Camilla MacPhee is the odd one out in her perfect family: the only stubby, dark one in a family of willowy and well-behaved blondes (Alexa, Donalda, and Edwina). Her elderly father still looks at her with puzzlement. Camilla’s pretty sure this means he has trouble remembering her name. It’s been the same story all her life.
For most of the series, Camilla runs an advocacy agency for victims of violent crime. If you can call an eight by twelve room, with one window, two desks, a filing cabinet and scarcely enough income to meet expenses, an agency. Justice for Victims is one way Camilla has of dealing with her personal issues over the death of her husband who was killed by a drunk driver. One of the side effects of running such an agency is that she is in contact with people who have found that the law and justice don’t necessarily coincide. Camilla doesn’t suffer fools gladly. She doesn’t follow the rules. Miss Manners would find much of her behaviour in need of improvement. The lawyers, Crown Attorneys, Corrections Canada officials and police officers Camilla deals with would agree with Miss Manners.
As the series motors on, Camilla is looking at what she’ll be doing for the rest of her life. She still has some of her old legal aid clients who show up from time to time to cause trouble or occasionally to help with some shady bit of investigation, as they would say, ‘hypothetically speaking’.
The MacPhees hail from Cape Breton and the family has lived in Ottawa for nearly fifty years. Cape Breton ties remain strong. So that’s not nearly enough time to lose contact with their many friends and relatives from down east and those ties are binding, which is the short answer to why Alvin Ferguson, the world’s most aggravating office assistant, is still in the picture. In addition to plotting possibilities, this link with the East Coast offers the opportunity to have a lot of parties.
Each of the Camilla MacPhee mysteries takes place during one of Ottawa’s many festivals and special events. Speak Ill of the Dead pops up during the Tulip Festival, The Icing on the Corpse puts a chill on Winterlude and Little Boy Blues plays off Bluesfest.
The Devil’s in the Details takes place during the Gatineau Balloon Festival when Camilla learns that she is the next-of-kin to a dead woman she hardly knew.

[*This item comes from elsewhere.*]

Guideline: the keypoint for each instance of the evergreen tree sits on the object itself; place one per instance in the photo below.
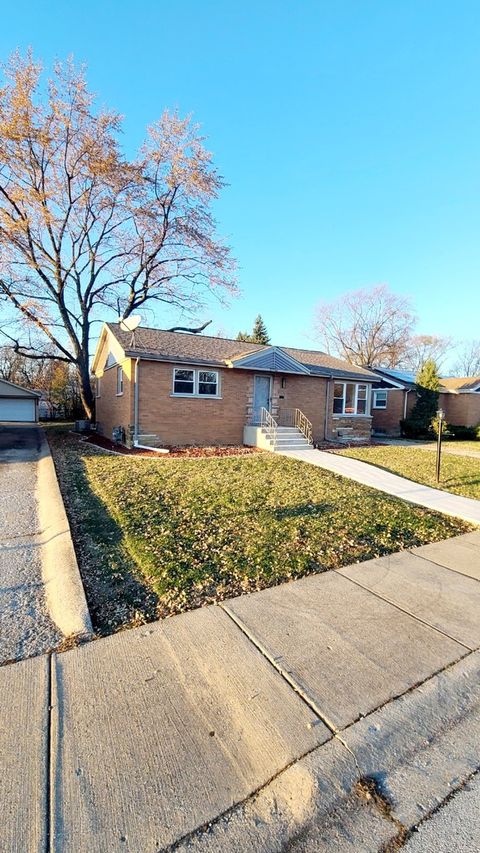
(426, 405)
(258, 335)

The Dead Don’t Get Out Much highlights Camilla’s friend and sidekick, Mrs. Violet Parnell and her role in World War II and begins at the annual Remembrance Day ceremonies in the capital. Includes a trip to Italy!

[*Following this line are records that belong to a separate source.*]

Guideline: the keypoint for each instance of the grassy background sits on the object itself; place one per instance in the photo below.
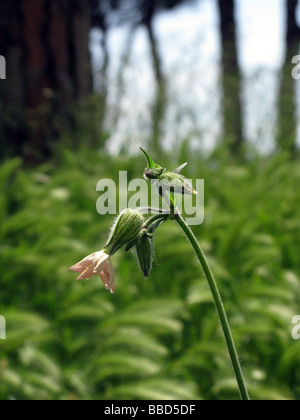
(157, 338)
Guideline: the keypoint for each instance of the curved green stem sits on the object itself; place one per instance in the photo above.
(219, 306)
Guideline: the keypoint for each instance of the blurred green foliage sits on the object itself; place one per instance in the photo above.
(157, 338)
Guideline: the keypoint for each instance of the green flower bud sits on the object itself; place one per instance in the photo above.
(145, 251)
(126, 230)
(167, 181)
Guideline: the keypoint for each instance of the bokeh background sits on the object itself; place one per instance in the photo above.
(204, 81)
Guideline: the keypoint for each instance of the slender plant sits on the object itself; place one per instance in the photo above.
(132, 230)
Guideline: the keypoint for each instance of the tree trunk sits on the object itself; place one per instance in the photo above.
(232, 105)
(287, 124)
(46, 45)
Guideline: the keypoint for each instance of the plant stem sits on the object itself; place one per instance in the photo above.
(156, 218)
(219, 306)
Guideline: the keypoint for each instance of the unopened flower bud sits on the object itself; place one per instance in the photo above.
(145, 252)
(125, 230)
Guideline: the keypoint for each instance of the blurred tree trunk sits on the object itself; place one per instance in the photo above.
(46, 45)
(159, 105)
(232, 104)
(287, 124)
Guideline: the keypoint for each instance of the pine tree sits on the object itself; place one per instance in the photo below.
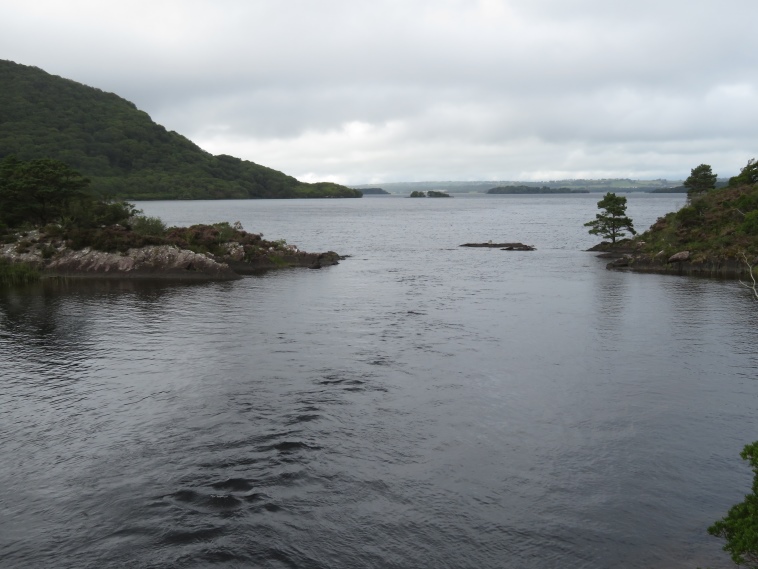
(700, 181)
(611, 223)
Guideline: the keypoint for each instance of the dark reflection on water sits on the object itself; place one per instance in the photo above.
(432, 407)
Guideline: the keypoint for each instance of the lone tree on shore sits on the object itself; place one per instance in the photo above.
(740, 526)
(700, 181)
(612, 222)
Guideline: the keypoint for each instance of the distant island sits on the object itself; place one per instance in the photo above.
(675, 190)
(535, 190)
(714, 234)
(482, 186)
(122, 151)
(429, 194)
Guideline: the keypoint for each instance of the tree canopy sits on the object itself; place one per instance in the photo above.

In Law & Disorder Camilla’s partner’s daughters arrive to take part in the Dragon Boat Festival, while sinister lawyer jokes appear seeming to preview death for unwary legal types.

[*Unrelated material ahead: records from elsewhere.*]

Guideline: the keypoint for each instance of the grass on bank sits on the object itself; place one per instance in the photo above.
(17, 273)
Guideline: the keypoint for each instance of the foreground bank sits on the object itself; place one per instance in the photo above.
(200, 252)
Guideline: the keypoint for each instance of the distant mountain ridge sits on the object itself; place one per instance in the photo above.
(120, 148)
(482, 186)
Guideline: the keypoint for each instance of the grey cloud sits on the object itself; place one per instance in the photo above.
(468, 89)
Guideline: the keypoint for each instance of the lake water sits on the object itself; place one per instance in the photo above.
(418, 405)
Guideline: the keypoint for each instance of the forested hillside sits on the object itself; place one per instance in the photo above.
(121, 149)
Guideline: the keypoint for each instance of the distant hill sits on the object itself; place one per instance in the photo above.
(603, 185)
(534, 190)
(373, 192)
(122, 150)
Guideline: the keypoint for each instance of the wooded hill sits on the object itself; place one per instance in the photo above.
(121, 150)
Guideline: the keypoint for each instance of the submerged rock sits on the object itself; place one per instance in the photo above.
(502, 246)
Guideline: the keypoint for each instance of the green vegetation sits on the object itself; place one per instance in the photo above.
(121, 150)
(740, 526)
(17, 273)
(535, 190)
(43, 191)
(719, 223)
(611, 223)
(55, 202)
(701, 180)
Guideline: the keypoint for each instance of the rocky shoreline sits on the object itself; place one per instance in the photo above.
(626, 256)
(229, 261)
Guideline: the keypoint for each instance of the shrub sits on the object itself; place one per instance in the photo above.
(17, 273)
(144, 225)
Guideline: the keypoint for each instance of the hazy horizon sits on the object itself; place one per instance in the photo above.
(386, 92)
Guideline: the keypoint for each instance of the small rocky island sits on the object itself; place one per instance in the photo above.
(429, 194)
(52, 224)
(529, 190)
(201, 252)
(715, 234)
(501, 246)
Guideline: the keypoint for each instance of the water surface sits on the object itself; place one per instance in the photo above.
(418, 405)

You Light Up My Death, book number seven, explores some potential personal pitfalls of planning to elope while touring the spectacular Cabot Trail. Instead of an Ottawa festival, there is the backdrop of the wonderful Cape Breton musical and cultural series, Celtic Colours. Camilla must deal with her missing fiancé and a cluster of murders as well as oddball Cape Breton relatives and disturbing revelations from her own life. But there’s also a hurricane because these things do happen and never at a convenient time.